Zoological gardens were born as places for staging nature, especially when coming from exotic realities and far away countries, but also for education and science.
From the Persian paradeisos to the English menageries and the travelling fairs which crossed Europe in the XIX century, both western and eastern culture share the custom of gathering rare animals for curiosity and knowledge, and also to show power and to entertain. Finally, in the XIX century, they settled down in form of zoologic gardens. Born as proper institutions, they aimed at scientific research, not anymore to wonder, but capitalism and the urgent need of economic support drastically transformed them in thematic parks.
But today, in 2020, do we still need zoos to explore the animals’ worlds for educational and research purpose? In a century in which massive tourism transformed the distance perception, do we still need them to travel to the exotic?

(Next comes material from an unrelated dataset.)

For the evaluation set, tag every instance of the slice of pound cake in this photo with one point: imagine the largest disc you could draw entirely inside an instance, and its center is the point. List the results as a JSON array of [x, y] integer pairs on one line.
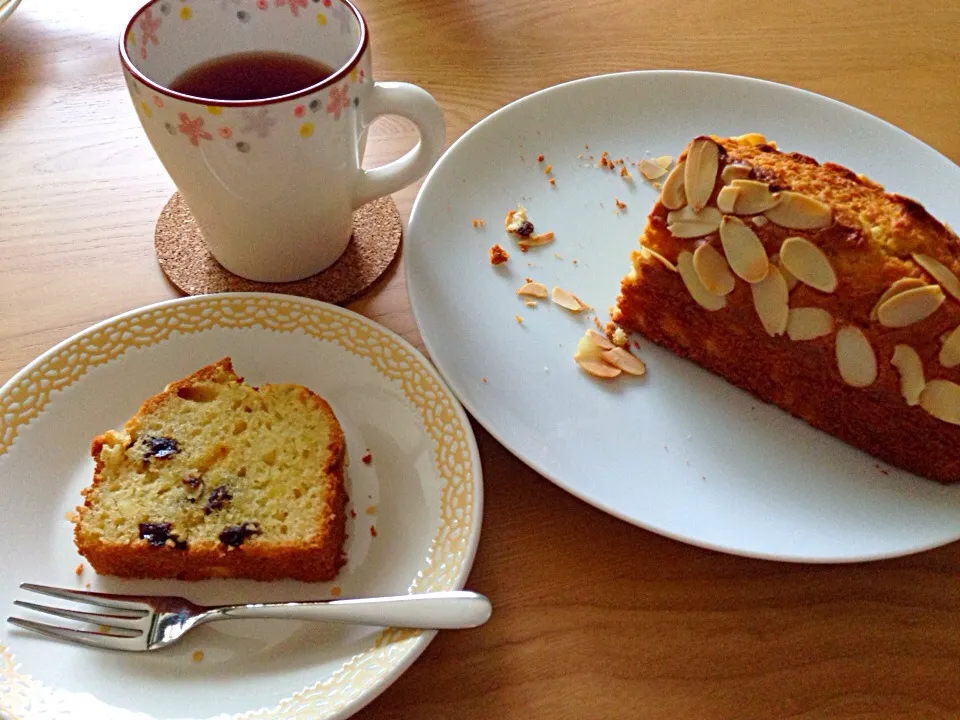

The city of Belgrade hosts the “Garden of Good Hope”, which sounds like a great name for a place where animals live still in captivity. Which is its contribution to the city, local community, tourism and economy? Let’s walk it together and let’s discuss about a new concept of zoo, trying to reinterpret and revitalize this public heritage and to update it to our contemporary society. And us, do we really still need to go to the zoo and stare at the animals?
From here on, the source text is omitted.